Seiner Interpretation der Nordic Cuisine hat Juhnke das Hashtag #180degreesnorth verpasst. Er hält sein kulinarisch auf hohem Niveau geschultes Näschen konsequent in Richtung Norden – und hat damit bereits seit über zwei Jahren großen Erfolg. Das Haco ist für uns nicht neu, vielmehr gehört es mittlerweile zu unseren Lieblingen – ein erneuter Besuch ist an diesem für Hamburg ganz untypisch heißen Sommerabend daher längst überfällig.
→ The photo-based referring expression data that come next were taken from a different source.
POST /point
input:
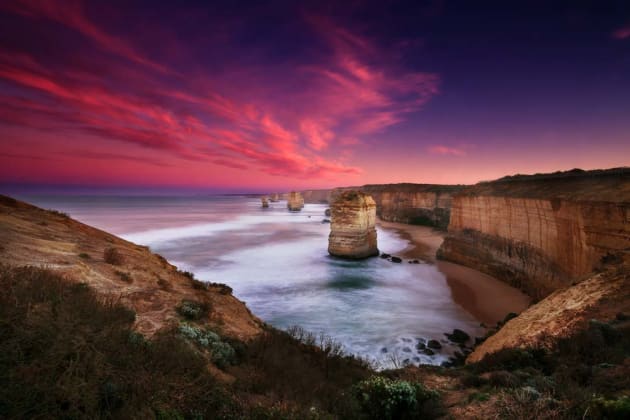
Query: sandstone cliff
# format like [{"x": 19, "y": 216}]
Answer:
[
  {"x": 352, "y": 227},
  {"x": 142, "y": 280},
  {"x": 540, "y": 233},
  {"x": 295, "y": 201},
  {"x": 422, "y": 204},
  {"x": 601, "y": 296}
]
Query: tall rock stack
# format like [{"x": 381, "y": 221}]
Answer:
[
  {"x": 295, "y": 202},
  {"x": 352, "y": 231}
]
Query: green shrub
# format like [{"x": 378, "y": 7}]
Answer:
[
  {"x": 192, "y": 310},
  {"x": 223, "y": 353},
  {"x": 618, "y": 408},
  {"x": 383, "y": 398}
]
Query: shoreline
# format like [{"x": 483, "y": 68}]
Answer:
[{"x": 486, "y": 298}]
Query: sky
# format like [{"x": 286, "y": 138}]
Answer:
[{"x": 235, "y": 96}]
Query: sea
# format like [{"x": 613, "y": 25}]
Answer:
[{"x": 277, "y": 262}]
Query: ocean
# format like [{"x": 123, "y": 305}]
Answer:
[{"x": 277, "y": 262}]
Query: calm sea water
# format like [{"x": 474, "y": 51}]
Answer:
[{"x": 277, "y": 262}]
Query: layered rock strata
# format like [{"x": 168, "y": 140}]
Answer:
[
  {"x": 295, "y": 201},
  {"x": 352, "y": 227},
  {"x": 421, "y": 204},
  {"x": 540, "y": 233}
]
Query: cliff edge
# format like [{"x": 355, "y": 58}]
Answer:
[{"x": 113, "y": 267}]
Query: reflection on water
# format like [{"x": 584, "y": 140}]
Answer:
[{"x": 277, "y": 262}]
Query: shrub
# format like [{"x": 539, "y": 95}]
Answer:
[
  {"x": 124, "y": 276},
  {"x": 224, "y": 289},
  {"x": 112, "y": 256},
  {"x": 66, "y": 353},
  {"x": 164, "y": 284},
  {"x": 383, "y": 398},
  {"x": 504, "y": 379},
  {"x": 222, "y": 353},
  {"x": 617, "y": 408},
  {"x": 192, "y": 310}
]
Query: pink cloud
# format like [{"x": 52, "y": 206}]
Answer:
[
  {"x": 622, "y": 33},
  {"x": 446, "y": 150},
  {"x": 317, "y": 134}
]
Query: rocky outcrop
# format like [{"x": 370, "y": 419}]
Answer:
[
  {"x": 295, "y": 201},
  {"x": 540, "y": 233},
  {"x": 352, "y": 228},
  {"x": 419, "y": 204},
  {"x": 601, "y": 296},
  {"x": 316, "y": 196},
  {"x": 153, "y": 288}
]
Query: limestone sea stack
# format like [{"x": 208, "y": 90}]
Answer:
[
  {"x": 352, "y": 231},
  {"x": 295, "y": 202}
]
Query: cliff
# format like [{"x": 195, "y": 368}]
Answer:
[
  {"x": 295, "y": 201},
  {"x": 352, "y": 227},
  {"x": 540, "y": 233},
  {"x": 114, "y": 267},
  {"x": 421, "y": 204},
  {"x": 566, "y": 311}
]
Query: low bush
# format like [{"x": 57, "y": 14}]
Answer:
[
  {"x": 614, "y": 408},
  {"x": 222, "y": 353},
  {"x": 384, "y": 398},
  {"x": 124, "y": 276},
  {"x": 66, "y": 353},
  {"x": 112, "y": 256}
]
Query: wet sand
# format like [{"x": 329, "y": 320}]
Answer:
[{"x": 486, "y": 298}]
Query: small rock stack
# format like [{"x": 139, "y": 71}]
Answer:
[
  {"x": 295, "y": 201},
  {"x": 352, "y": 227}
]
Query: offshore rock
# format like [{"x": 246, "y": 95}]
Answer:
[
  {"x": 295, "y": 201},
  {"x": 352, "y": 228}
]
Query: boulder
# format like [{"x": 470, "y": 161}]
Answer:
[
  {"x": 352, "y": 227},
  {"x": 295, "y": 202}
]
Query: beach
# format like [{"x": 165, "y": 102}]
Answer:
[{"x": 488, "y": 299}]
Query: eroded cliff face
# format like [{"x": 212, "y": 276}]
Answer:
[
  {"x": 540, "y": 235},
  {"x": 421, "y": 204},
  {"x": 352, "y": 227},
  {"x": 601, "y": 296},
  {"x": 150, "y": 285}
]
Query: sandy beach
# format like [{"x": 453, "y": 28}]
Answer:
[{"x": 483, "y": 296}]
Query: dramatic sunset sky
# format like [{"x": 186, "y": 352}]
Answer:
[{"x": 237, "y": 96}]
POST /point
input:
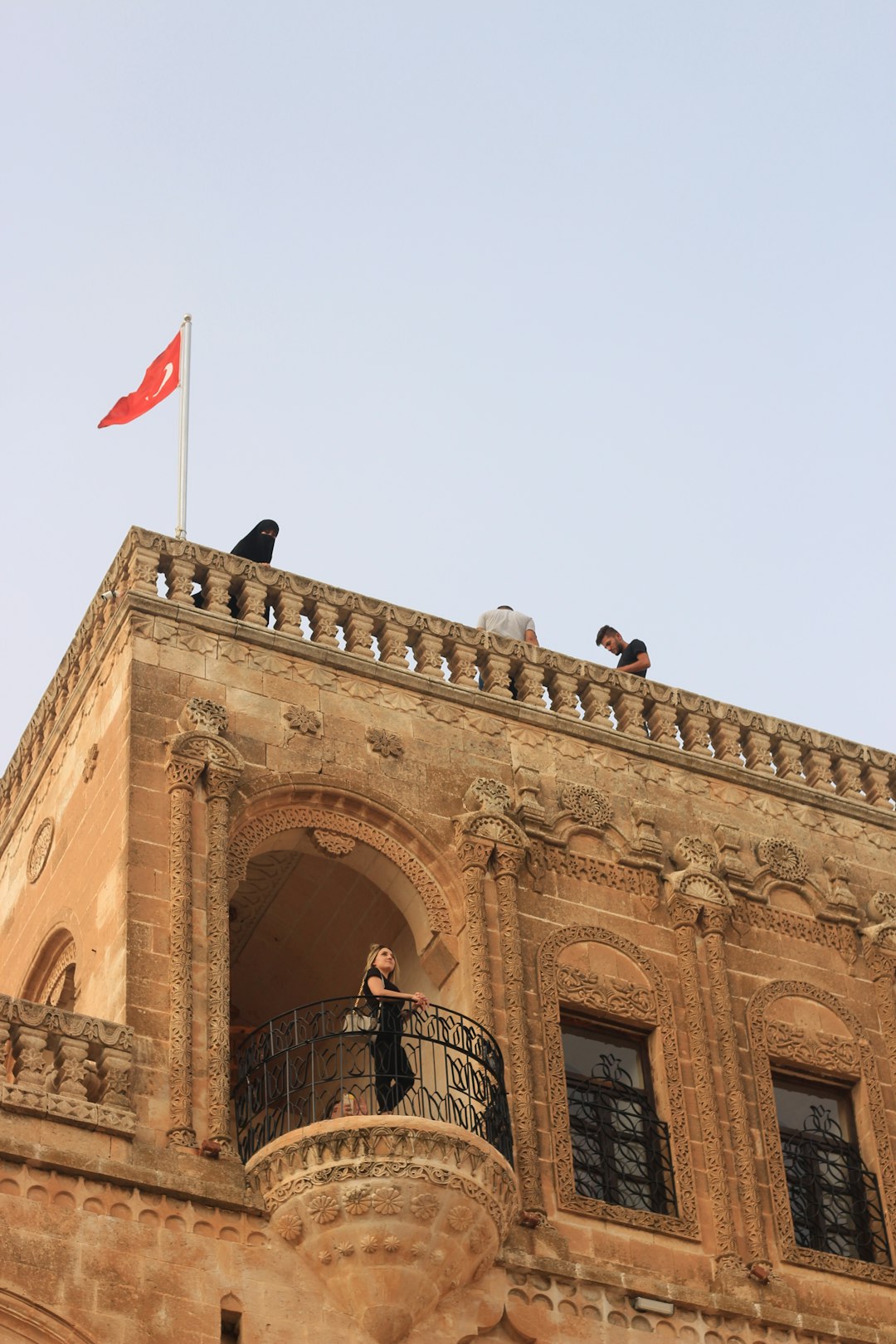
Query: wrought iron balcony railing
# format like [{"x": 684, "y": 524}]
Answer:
[{"x": 327, "y": 1060}]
Wir nehmen draußen Platz, wo zumindest ein leichtes Lüftchen weht und wo der Charme dieses Stadtteils ungefiltert an uns vorbeizieht. Sehen und gesehen werden? Wohl kaum das Motto auf St. Pauli. Hier heißt es eher: Leben und leben lassen. Neben unserem Tisch hat sich jemand mit einem Graffiti an der Außenwand des Restaurants verewigt.
"Hat Haco Pommes?" steht dort in Großbuchstaben. Die Antwort wird gleich mitgeliefert: "Nee Digga." Björn Juhnke stört sich weder an der Optik noch an der Botschaft dieses, nun ja, Kunstwerks. Nordic Cuisine und Kiez-Slang von der Pommesbude – ja, das sind Gegensätze. Und Gegensätze ziehen sich an. In Juhnkes Küche geht dieses Konzept ganz wunderbar auf.
Als Apéritif serviert uns der nette Justin aus dem Service einen Rosésekt aus Österreich, dazu grüßen uns aus der Küche entzückende Mini-Baisers mit gepickelten Pfifferlingen, Bärlauch-Mayonaise und einem Zweiglein Erdbeerspinat. Ein wirklich hübsches Bild, das auch auf der Zunge nicht enttäuscht.
Den ersten Gang bringt Björn Juhnke selbst zu uns an den Tisch: blanchierte Erbsen, jede einzelne davon geschält für ein vollendetes Mundgefühl, wie er uns erklärt. Angemacht mit Minze und klassischer Vinaigrette, getoppt von einem crunchy Joghurtsponge und zarter Buttermilch-Granité, ist dieser Gang so cremig, nussig, sommerlich, dass wir Björns Begeisterung fürs Erbsenschälen nach anfänglicher Skepsis sehr gut nachfühlen können.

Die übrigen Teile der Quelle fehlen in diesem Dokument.